- Born: 1960 Tennessee
- Occupation(s): Programmer Video game developer
- Known for: Computer graphics

= Lucy Gilbert =

American programmer and video game developer

Lucy Gilbert is an American programmer and video game developer. She worked for Atari, Inc. via General Computer Corporation and developed computer graphics software for Autographix.

== Education ==
Gilbert went to MIT and graduated with two degrees. Her master's thesis was about distributed computing using Ada.

== Career ==
Gilbert was hired by General Computer Corporation (GCC) right out of college in 1983. There she became interested in computer graphics. She was let go a year later and hired by Autographix, where she went on font rendering, as well as a large-scale presentation system for multiple screens.
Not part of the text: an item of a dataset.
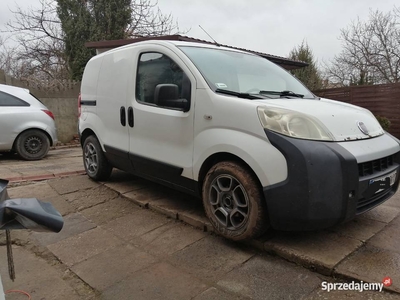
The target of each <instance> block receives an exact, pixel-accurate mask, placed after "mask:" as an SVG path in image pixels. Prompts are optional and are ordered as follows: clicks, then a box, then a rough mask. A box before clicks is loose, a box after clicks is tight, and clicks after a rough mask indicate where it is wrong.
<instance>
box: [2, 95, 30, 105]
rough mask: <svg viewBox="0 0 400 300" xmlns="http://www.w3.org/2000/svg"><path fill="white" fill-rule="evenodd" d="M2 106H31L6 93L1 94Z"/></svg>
mask: <svg viewBox="0 0 400 300" xmlns="http://www.w3.org/2000/svg"><path fill="white" fill-rule="evenodd" d="M0 106H30V105H29V103H27V102H25V101H23V100H21V99H19V98H17V97H14V96H13V95H10V94H7V93H5V92H0Z"/></svg>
In 1986, while working for Autographix, Gilbert co-authored the paper Limitations of Synchronous Communication with Static Process Structure in Languages for Distributed Computing. The paper explores the idea of a programming language for distributed programs, using a specific combination of communication principles and process structures. It suggests using either synchronous communication or a static process structure, but not both, in order to improve concurrency.

Gilbert was laid off after having her second child, but returned to work in 2008 with her own web design company.

== Personal life ==
Gilbert has six children, all of them working in or being educated in subjects related to STEM.